I recently added a new subtitle to my blog: “Churches Building Peace Communities By Practicing Reconciliation.”
While adjusting my blog’s title might seem irrelevant to anyone but me, by “unpacking” this phrase one element at a time, I believe its relevance to churches and church leaders will become clear.

Let’s start with the word “churches.”

While my writing began with a focus on small congregations, over the past seven years I have come to the conclusion that size is the least significant factor in church vitality.

Rather, a church’s sense of mission – missional consciousness, to use the jargon – is a better gauge of church vitality than size. Churches with a clear sense of purpose, whether large or small, thrive and are vibrant members of their communities.

My confidence is in churches, not other organizations, to embody and exhibit the Kingdom of God as a contrast society in contemporary culture.

Those churches can be traditional, seeker-sensitive, neo-monastic, denominational or any of the other flavors that churches come in today. The form is less important than the way in which local congregations live out their calling to be salt and light to their communities and the world.

Second, the phrase “practicing reconciliation” emphasizes that the Bible is the story of God’s reconciling love beginning in the Garden of Eden and concluding with the new heaven and new earth in Revelation 21-22.

The apostle Paul wrote, “All this is from God, who reconciled us to himself through Christ and gave us the ministry of reconciliation” (2 Corinthians 5:18).

The reconciling love of God finds its highest expression in the life, death and resurrection of Jesus Christ, and Paul continues the theme of reconciliation in 2 Corinthians 5:19, saying: “God was reconciling the world to himself in Christ, not counting people’s sins against them. And he has committed to us the message of reconciliation.”

Through the ages, Christian churches have emphasized reconciliation between God and humankind. However, there exists also the unmistakable idea that we cannot be reconciled to God without being reconciled to one another.

Theologians have called these the cruciform (“cross-shaped”) aspects of reconciliation. We are “vertically” reconciled to God while being “horizontally” reconciled to those around us, even our enemies.

If God has given us the ministry of reconciliation, then reconciliation should be the signature ministry of churches.

I wrote my doctor of ministry dissertation at Fuller Theological Seminary on the subject: “The Reconciling Community: The Missional Mending of Spiritual and Social Relationships Through Local Church Ministry.”

In my research and writing, I explored not only the theological and theoretical aspects of reconciliation, but also the practical and applied aspects.
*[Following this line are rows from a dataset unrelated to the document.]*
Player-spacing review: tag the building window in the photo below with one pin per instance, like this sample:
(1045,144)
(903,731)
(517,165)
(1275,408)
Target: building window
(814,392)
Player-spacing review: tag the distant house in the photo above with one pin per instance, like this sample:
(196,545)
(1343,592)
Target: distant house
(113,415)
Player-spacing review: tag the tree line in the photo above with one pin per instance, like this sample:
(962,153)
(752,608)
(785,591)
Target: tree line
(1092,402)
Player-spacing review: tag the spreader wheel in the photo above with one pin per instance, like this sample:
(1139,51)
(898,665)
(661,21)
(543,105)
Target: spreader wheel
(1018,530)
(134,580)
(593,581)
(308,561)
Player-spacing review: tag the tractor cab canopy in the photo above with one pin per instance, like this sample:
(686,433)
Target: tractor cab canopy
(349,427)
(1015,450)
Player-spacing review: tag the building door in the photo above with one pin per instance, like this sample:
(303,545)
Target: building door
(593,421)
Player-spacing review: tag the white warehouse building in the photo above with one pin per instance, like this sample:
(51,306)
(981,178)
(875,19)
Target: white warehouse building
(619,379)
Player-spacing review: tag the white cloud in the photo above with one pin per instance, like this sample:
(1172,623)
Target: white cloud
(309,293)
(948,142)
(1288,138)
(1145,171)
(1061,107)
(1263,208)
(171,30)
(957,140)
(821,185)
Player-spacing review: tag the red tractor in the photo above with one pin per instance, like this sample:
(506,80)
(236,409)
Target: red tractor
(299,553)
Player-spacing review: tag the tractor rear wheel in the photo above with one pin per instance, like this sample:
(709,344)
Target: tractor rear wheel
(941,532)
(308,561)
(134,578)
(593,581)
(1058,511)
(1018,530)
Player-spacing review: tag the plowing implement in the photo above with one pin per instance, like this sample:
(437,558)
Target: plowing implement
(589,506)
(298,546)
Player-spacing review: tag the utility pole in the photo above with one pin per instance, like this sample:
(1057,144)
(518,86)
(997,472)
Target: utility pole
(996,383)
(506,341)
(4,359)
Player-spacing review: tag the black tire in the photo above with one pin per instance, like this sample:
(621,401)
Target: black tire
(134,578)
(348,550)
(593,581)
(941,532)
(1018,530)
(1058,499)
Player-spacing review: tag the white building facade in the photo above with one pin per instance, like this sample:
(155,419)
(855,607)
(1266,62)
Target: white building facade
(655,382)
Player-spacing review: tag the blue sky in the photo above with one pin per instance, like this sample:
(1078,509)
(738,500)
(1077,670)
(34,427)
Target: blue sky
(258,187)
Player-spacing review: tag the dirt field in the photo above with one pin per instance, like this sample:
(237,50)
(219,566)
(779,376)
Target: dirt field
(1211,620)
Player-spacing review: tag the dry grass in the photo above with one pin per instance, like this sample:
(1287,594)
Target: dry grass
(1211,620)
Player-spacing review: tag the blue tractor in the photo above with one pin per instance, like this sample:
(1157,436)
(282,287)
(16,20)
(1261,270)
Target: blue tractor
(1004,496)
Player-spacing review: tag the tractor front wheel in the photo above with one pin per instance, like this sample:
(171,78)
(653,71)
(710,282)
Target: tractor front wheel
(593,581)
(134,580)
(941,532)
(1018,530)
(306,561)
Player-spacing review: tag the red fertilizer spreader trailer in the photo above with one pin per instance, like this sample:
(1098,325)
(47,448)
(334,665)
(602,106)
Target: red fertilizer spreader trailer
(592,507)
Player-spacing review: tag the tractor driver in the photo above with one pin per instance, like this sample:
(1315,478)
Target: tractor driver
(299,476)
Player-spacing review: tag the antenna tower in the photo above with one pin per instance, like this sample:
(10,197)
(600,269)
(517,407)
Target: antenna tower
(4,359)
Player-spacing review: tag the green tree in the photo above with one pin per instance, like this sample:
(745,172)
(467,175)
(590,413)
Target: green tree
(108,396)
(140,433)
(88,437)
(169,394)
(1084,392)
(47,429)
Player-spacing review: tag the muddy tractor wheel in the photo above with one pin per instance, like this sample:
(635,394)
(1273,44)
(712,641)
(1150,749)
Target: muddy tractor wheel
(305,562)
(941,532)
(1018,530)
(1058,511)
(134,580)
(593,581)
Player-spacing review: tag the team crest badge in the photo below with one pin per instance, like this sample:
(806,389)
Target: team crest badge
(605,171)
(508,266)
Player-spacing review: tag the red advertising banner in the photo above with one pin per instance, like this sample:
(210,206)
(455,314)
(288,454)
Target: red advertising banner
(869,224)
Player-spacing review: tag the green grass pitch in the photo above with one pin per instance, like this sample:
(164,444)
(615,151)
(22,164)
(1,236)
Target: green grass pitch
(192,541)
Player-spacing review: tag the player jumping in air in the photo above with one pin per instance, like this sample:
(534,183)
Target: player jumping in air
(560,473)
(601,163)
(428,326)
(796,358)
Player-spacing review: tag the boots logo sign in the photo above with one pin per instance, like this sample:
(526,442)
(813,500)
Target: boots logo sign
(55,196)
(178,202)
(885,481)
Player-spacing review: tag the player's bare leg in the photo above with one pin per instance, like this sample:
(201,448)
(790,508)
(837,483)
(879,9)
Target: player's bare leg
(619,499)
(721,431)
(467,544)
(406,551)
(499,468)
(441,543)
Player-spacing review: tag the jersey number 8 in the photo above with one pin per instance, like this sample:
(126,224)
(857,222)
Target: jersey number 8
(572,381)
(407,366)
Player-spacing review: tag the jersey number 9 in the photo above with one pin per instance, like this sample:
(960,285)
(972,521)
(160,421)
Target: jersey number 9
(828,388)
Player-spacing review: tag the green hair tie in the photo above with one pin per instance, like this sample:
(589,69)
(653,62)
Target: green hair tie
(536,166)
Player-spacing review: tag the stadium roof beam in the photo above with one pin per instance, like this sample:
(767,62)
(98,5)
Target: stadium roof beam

Of course, I wasn’t the first to come to this awareness, and I discovered that scores of churches in the U.S. (and elsewhere) are actively practicing reconciliation in their communities.

Finally, we come to the phrase “peace communities.” I believe that churches that are practicing reconciliation are building peace communities.

In my reconciliation studies, I realized that much of the literature is theoretical. Authors focus on the theology of reconciliation, the multidisciplinary nature of reconciliation and stories of reconciliation in places like South Africa and Rwanda.

However, I found very few resources that could describe what a ministry of reconciliation looked like on the ground in real life. To that end, I synthesized the best of the theoretical research to develop a list of criteria for what reconciliation looks like.

I believe this step is vital because for churches to be able to engage in a ministry of reconciliation, we have to know what one looks like, and what result we seek as agents of reconciliation.

The goal of churches that practice reconciliation is, in my opinion, to build peace communities.

I don’t mean peaceful communities – although they certainly would be – but rather neighborhoods and areas included in a local church’s ministry influence that have been transformed in measurable ways by the practice of reconciliation.

When Jesus sent out the 70 disciples, he instructed them in the practice of peace, saying: “When you enter a house, first say, ‘Peace to this house.’ If someone who promotes peace is there, your peace will rest on them; if not, it will return to you” (Luke 10:5-6).

We have neglected this idea of speaking peace, finding the person of peace and “staying in one place” to bring about transformation of an entire community.

That’s what peace communities are – communities that have been transformed by the shalom of God into places where Kingdom ethics are lived out, hurts are healed, relationships are restored and God’s children live in harmony.

If that sounds like an improbable fantasy, we must remind ourselves that Jesus said some pretty improbable things. I’m convinced this is the church of the future – engaged, vital and transformative.